Acknowledging that machine learning was a key trend in supply chain management, along with the value of trusted partners, these leaders also candidly talked about the challenges. Hinton said customers want a better understanding of how to innovate while running their daily business that might be disrupted. “That’s the digital transformation process,” said McCleary. “Innovation something that takes risks… doing things totally differently than in the past.”
Hinton said that internal issues related to people are the biggest force stopping innovation. She called AI the buzzword of the year, but when McCleary pressed her if AI was friend or foe, she answered “yes.”
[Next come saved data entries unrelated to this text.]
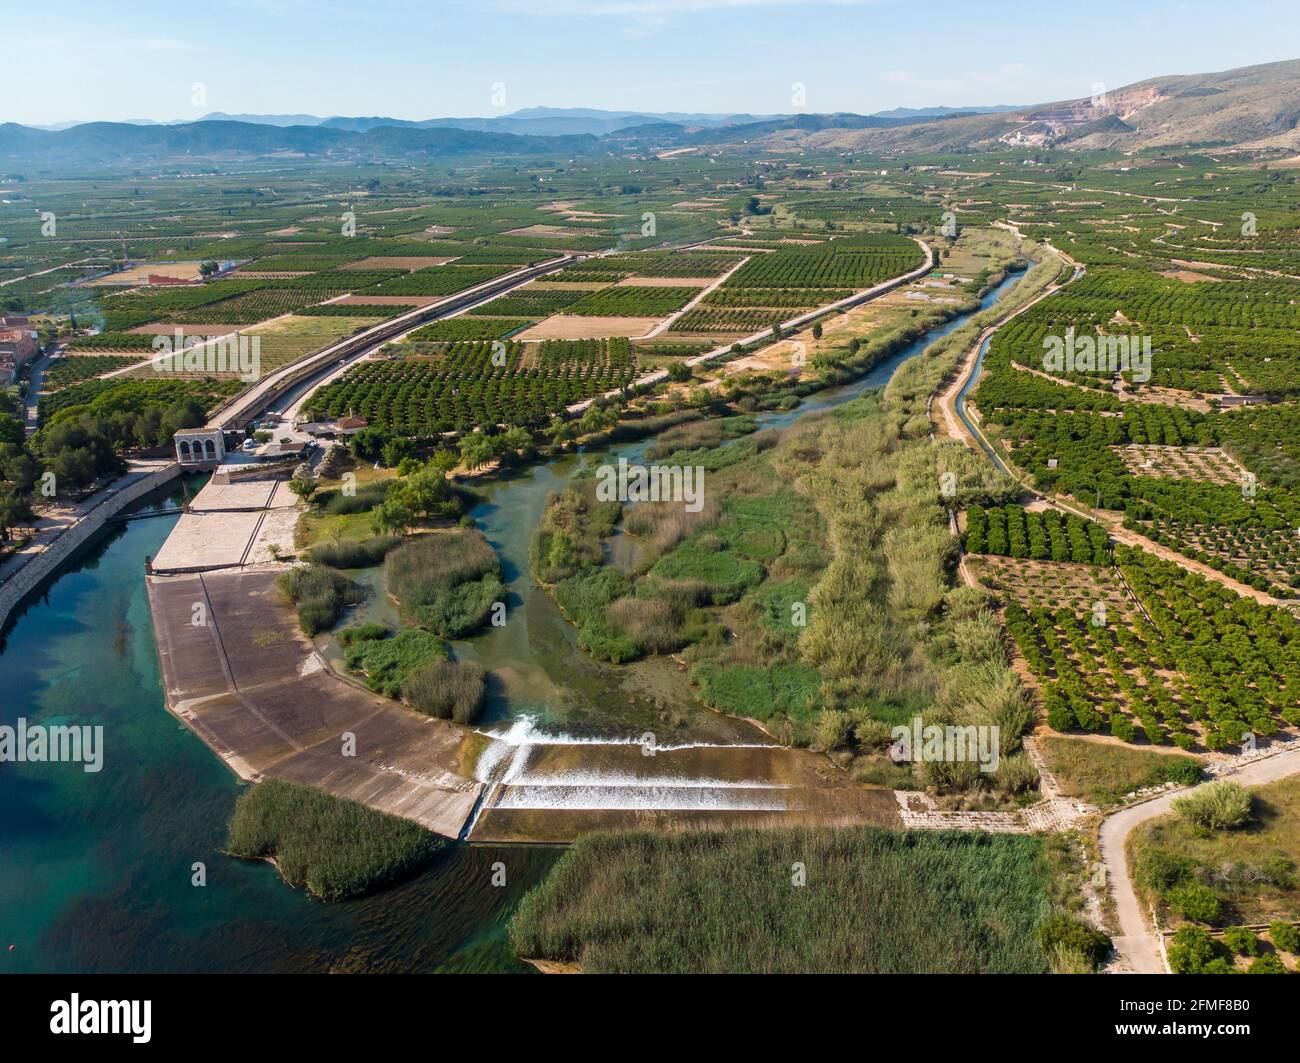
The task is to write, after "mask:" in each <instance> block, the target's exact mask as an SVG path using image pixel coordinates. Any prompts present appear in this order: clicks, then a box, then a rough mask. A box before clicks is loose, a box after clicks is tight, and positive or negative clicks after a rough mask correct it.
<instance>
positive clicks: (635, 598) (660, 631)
mask: <svg viewBox="0 0 1300 1063" xmlns="http://www.w3.org/2000/svg"><path fill="white" fill-rule="evenodd" d="M604 615H606V619H607V620H608V622H610V625H611V626H612V628H615V629H617V630H620V632H623V633H625V634H627V635H628V638H630V639H632V643H633V645H634V646H636V647H637V652H638V654H671V652H672V651H673V650H679V648H681V646H682V645H685V639H684V638H682V637H681V633H680V632H679V630H677V625H676V620H675V617H673V611H672V607H671V606H669V604H668V603H667V602H663V600H660V599H655V598H620V599H617V600H616V602H612V603H611V604H610V606H608V608H606V611H604Z"/></svg>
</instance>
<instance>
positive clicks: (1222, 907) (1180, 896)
mask: <svg viewBox="0 0 1300 1063" xmlns="http://www.w3.org/2000/svg"><path fill="white" fill-rule="evenodd" d="M1167 899H1169V903H1170V907H1173V908H1174V911H1177V912H1178V914H1179V915H1182V916H1183V919H1191V920H1192V921H1193V923H1218V920H1219V915H1221V914H1222V910H1223V906H1222V904H1221V903H1219V899H1218V895H1217V894H1216V893H1214V890H1212V889H1210V888H1209V886H1206V885H1203V884H1200V882H1187V884H1186V885H1182V886H1174V889H1171V890H1170V891H1169V895H1167Z"/></svg>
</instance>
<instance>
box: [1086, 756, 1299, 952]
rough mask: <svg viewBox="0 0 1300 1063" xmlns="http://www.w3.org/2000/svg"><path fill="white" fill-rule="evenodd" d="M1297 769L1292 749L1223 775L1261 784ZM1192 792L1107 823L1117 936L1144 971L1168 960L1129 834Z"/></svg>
mask: <svg viewBox="0 0 1300 1063" xmlns="http://www.w3.org/2000/svg"><path fill="white" fill-rule="evenodd" d="M1296 772H1300V750H1290V751H1287V752H1281V754H1278V755H1277V756H1269V758H1265V759H1262V760H1255V762H1252V763H1249V764H1247V765H1245V767H1243V768H1239V769H1238V771H1235V772H1226V773H1223V775H1221V776H1219V778H1231V780H1234V781H1236V782H1240V784H1242V785H1243V786H1261V785H1264V784H1265V782H1277V781H1278V780H1279V778H1286V777H1287V776H1292V775H1295V773H1296ZM1186 793H1188V790H1186V789H1183V790H1173V791H1170V793H1167V794H1162V795H1161V797H1158V798H1154V799H1153V800H1148V802H1145V803H1144V804H1134V806H1131V807H1128V808H1123V810H1122V811H1119V812H1115V813H1114V815H1113V816H1110V817H1109V819H1108V820H1106V821H1105V823H1102V824H1101V863H1102V865H1104V867H1105V869H1106V877H1108V880H1109V882H1110V893H1112V895H1113V897H1114V898H1115V919H1117V923H1118V924H1119V936H1118V937H1115V938H1114V943H1115V951H1117V953H1118V954H1119V956H1121V959H1122V960H1123V962H1125V964H1126V967H1127V968H1128V969H1131V971H1132V972H1134V973H1138V975H1162V973H1165V963H1164V960H1162V959H1161V953H1160V945H1158V942H1157V940H1156V934H1154V930H1153V929H1152V928H1151V927H1149V925H1148V924H1147V916H1145V914H1144V912H1143V908H1141V902H1139V899H1138V894H1136V891H1135V890H1134V884H1132V878H1131V877H1130V875H1128V862H1127V859H1126V858H1125V839H1126V838H1127V837H1128V834H1130V833H1132V830H1134V828H1135V826H1139V825H1140V824H1143V823H1147V821H1148V820H1153V819H1156V817H1157V816H1164V815H1166V813H1167V812H1169V811H1170V810H1171V808H1173V804H1174V799H1175V798H1179V797H1182V795H1183V794H1186Z"/></svg>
“How do you gain consensus? How do you build C-suite support for the supply chain function and… how do you convince them there’s a business case to fund these initiatives and help people through change?” asked Hinton. “Within supply chain management, we have to foster and reward innovation, and allow people to take risks.”
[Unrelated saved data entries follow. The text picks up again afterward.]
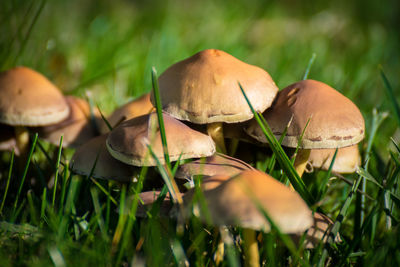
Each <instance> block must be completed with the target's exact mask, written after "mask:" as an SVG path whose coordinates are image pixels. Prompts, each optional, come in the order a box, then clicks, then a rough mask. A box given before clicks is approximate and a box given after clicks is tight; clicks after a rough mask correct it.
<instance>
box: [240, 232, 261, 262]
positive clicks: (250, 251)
mask: <svg viewBox="0 0 400 267" xmlns="http://www.w3.org/2000/svg"><path fill="white" fill-rule="evenodd" d="M243 241H244V244H243V250H244V256H245V266H246V267H259V266H260V255H259V253H258V244H257V240H256V232H255V231H254V230H251V229H247V228H245V229H243Z"/></svg>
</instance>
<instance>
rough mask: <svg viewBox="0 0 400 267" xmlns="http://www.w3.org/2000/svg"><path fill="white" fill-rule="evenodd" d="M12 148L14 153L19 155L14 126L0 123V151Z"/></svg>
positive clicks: (10, 150) (9, 150)
mask: <svg viewBox="0 0 400 267" xmlns="http://www.w3.org/2000/svg"><path fill="white" fill-rule="evenodd" d="M13 149H14V152H15V155H17V156H19V149H18V146H17V140H16V139H15V133H14V128H13V127H11V126H8V125H5V124H0V151H12V150H13Z"/></svg>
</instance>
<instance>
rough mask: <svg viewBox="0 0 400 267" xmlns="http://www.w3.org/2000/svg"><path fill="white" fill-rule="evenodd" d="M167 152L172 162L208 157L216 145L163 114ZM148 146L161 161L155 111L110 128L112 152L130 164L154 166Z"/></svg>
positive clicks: (114, 155)
mask: <svg viewBox="0 0 400 267" xmlns="http://www.w3.org/2000/svg"><path fill="white" fill-rule="evenodd" d="M163 118H164V126H165V133H166V138H167V145H168V153H169V157H170V160H171V161H176V160H178V159H179V158H180V159H188V158H200V157H207V156H211V155H212V154H214V153H215V145H214V142H213V141H212V139H211V137H209V136H208V135H205V134H203V133H200V132H197V131H195V130H192V129H190V128H189V127H188V126H186V125H185V124H183V123H182V122H180V121H178V120H176V119H174V118H173V117H171V116H169V115H168V114H165V113H164V114H163ZM148 144H149V145H150V146H151V148H152V150H153V152H154V153H155V155H156V157H157V158H158V160H159V161H160V162H161V163H164V150H163V146H162V142H161V135H160V131H159V128H158V119H157V114H156V113H151V114H148V115H143V116H140V117H136V118H134V119H131V120H128V121H125V122H123V123H121V124H120V125H119V126H117V127H116V128H115V129H113V130H112V131H111V132H110V134H109V136H108V138H107V148H108V151H109V152H110V153H111V155H112V156H113V157H114V158H116V159H118V160H120V161H122V162H124V163H126V164H130V165H135V166H156V165H157V163H156V160H155V159H154V158H153V157H152V156H151V155H150V153H149V149H148V147H147V145H148Z"/></svg>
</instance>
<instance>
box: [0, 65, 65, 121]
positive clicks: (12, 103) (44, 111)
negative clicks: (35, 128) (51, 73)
mask: <svg viewBox="0 0 400 267" xmlns="http://www.w3.org/2000/svg"><path fill="white" fill-rule="evenodd" d="M68 114H69V107H68V105H67V103H66V101H65V99H64V97H63V95H62V93H61V92H60V90H59V89H58V88H57V87H56V86H54V85H53V84H52V83H51V82H50V81H49V80H47V78H46V77H44V76H43V75H42V74H40V73H38V72H36V71H34V70H31V69H29V68H27V67H16V68H13V69H10V70H8V71H4V72H1V73H0V122H1V123H5V124H8V125H13V126H18V125H19V126H43V125H48V124H53V123H57V122H60V121H62V120H64V119H65V118H67V116H68Z"/></svg>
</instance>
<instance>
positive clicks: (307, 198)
mask: <svg viewBox="0 0 400 267" xmlns="http://www.w3.org/2000/svg"><path fill="white" fill-rule="evenodd" d="M238 84H239V87H240V90H241V91H242V94H243V96H244V97H245V99H246V101H247V104H248V105H249V107H250V109H251V111H252V112H253V114H254V118H255V119H256V121H257V123H258V125H259V126H260V127H261V130H262V131H263V133H264V135H265V137H266V138H267V140H268V143H269V144H270V146H271V149H272V151H273V152H274V154H276V156H277V159H278V162H279V164H280V165H281V167H282V168H283V170H284V171H285V173H286V175H287V176H288V178H289V180H290V182H291V184H292V185H293V188H294V189H295V190H296V191H297V192H298V193H299V194H300V196H301V197H302V198H303V199H304V200H305V201H306V202H307V204H308V205H312V204H313V203H314V198H313V196H312V195H311V194H310V192H309V191H308V190H307V188H306V186H305V184H304V182H303V180H301V178H300V177H299V175H298V174H297V172H296V170H295V169H294V167H293V165H292V163H291V161H290V159H289V158H288V156H287V155H286V153H285V152H284V151H283V149H282V147H281V145H280V144H279V142H278V140H276V137H275V136H274V134H273V133H272V130H271V128H270V127H269V125H268V123H267V122H266V121H265V119H264V117H263V116H262V115H259V114H258V113H257V112H256V111H255V110H254V108H253V106H252V105H251V103H250V100H249V99H248V98H247V96H246V93H245V92H244V90H243V87H242V85H241V84H240V83H238Z"/></svg>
McCleary said that if a company’s procurement processes were ready for digital, they were ready for AI. “IoT asset tracking, Big Data benchmarking, supplier risk identification, AI chat bots supporting sourcing, …and machine learning spend classification [are] already advancing the long tail spend management. Human workers need to be fully educated… and a strong data foundation is critical for machine learning. You need your CRM and financial systems fully integrated to access all the data required to make strategic decisions.”
Seamless Buying Vision, User Experience
Darren Koch, chief product officer at SAP Ariba, demonstrated in real time how the company is using data and AI-based pattern recognition to realize the vision of the autonomous network. His example — ordering from his mobile app a replacement microphone for his broken one — brought home the new user experience for enterprises.
“We help companies… get the same consumer-grade frictionless experience in the workplace,” said Koch. “With the world’s biggest business network…we’re bringing together buyers and suppliers to power intelligent commerce. At SAP we have tremendous assets — whether it’s ERP with SAP S/4HANA and SAP Ariba plus SAP Concur plus SAP Fieldglass — coming together to deliver intelligent spend.”
Ken Male, founder and CEO of CXO Nexus, an SAP Ariba partner, joined Koch to show how his company’s intuitive, visual platform gave decision-makers across the C-suite deep visibility into vendor spend.
“We’re enabling companies to be more efficient, applying AI and machine learning to [their] vendor spend to clean and classify data,” said Male. “They can negotiate better with vendors, collaborating on a common platform from a whole view of their spend.”
Give People What They Want and Dream Bigger
Padgett closed the keynote noting that business procurement needed to satisfy the same expectations people have as consumers.
“It may not be starships and robots and androids walking around the hall. It could be as simple as making sure the user gets what they requested. It’s the same experience we have as consumers,” said Padgett. “Intelligence is based on knowledge. We’ve made a huge investment in making sure we bring knowledge into every single application built and delivered by SAP.”
Alluding to last year’s SAP Ariba Live theme of purpose, as well as the $3 trillion of spend transacted annually on Ariba Network, Padgett told the audience that there was even more power in procurement 12 months later.
“We have a responsibility as a community to not just dream, but to execute,” he said. “We want to drive environmental sustainability and ethical business practices. We want to stamp out forced labor from our supply chains. We want to drive indigenously owned businesses and female-owned businesses. We need to dream a little bigger… to harness the creative genius outside of these four walls, the suppliers and partners… We’re not in it to just drive volume, we’re in it to drive value.”